A world that wants truth.
A world that needs clarity.
But, above all, a world that desperately longs for love, for empathy, for an evangelical proclamation that may be no longer than two words, “me too.”
If there is truth to be found in scripture (and there is), if there is clarity, and infallibility, and inerrancy, within God’s Word (and there is), if there is salvation, and a peace that passes understanding, and fruits of the Spirit, to be grasped and lived and put on display (and there is), may it be through the unfathomable love, grace, and mercy that we have all been shown and freely given, to those who seek truth, to those who seek meaning, and to those who seek Him.

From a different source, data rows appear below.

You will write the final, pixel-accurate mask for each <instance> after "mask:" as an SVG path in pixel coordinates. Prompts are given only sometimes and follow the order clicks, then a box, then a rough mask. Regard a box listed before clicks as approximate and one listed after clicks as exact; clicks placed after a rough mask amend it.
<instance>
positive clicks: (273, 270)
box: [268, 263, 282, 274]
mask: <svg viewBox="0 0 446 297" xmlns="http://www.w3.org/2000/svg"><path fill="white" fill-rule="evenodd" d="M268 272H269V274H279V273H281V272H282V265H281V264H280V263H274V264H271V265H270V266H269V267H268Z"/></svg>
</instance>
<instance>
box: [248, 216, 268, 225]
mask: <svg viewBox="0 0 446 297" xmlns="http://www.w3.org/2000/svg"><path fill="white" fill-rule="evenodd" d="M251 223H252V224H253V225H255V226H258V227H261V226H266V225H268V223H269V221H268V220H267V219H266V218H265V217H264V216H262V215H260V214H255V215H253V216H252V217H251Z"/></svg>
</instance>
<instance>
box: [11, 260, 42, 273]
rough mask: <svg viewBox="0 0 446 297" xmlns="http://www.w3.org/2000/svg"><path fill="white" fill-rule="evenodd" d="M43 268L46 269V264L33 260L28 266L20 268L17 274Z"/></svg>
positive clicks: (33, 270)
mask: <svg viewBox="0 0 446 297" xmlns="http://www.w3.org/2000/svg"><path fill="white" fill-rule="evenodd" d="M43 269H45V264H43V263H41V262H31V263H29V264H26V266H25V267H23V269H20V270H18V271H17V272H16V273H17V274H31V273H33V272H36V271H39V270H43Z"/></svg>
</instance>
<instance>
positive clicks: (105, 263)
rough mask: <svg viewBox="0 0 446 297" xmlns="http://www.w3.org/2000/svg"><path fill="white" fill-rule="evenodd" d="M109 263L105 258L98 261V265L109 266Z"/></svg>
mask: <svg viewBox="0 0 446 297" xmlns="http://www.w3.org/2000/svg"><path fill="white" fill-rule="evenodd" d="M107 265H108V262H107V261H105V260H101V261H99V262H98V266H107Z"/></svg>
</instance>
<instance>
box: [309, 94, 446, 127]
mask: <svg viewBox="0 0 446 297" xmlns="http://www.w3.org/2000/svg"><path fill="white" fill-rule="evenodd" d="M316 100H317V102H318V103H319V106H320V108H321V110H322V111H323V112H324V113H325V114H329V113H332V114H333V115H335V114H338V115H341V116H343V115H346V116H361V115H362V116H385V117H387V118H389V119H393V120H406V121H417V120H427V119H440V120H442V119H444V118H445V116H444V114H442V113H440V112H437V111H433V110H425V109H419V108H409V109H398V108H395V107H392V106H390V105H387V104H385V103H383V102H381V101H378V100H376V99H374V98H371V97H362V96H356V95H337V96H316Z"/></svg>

This is the same love, grace, and mercy, that God has a furious longing to pass on to the world through us, those who have chosen to believe in these unfathomably radical, life-changing, world-upending claims of Jesus Christ.
Maybe it’s time we stop pointing up our neighbor’s differences, their faults, foibles, and “sins”, with the conceited confidence found in those four words, “The Bible clearly says…”
Instead, may we enter a deep and abiding relationship with those both far from God and near yet possibly holding a different understanding of biblical clarity and truth. A relationship that begins with finding the common ground that we all share if we only choose to take the time and look. A relationship that starts with a gentleness and humility that may only require two words: “Me too.”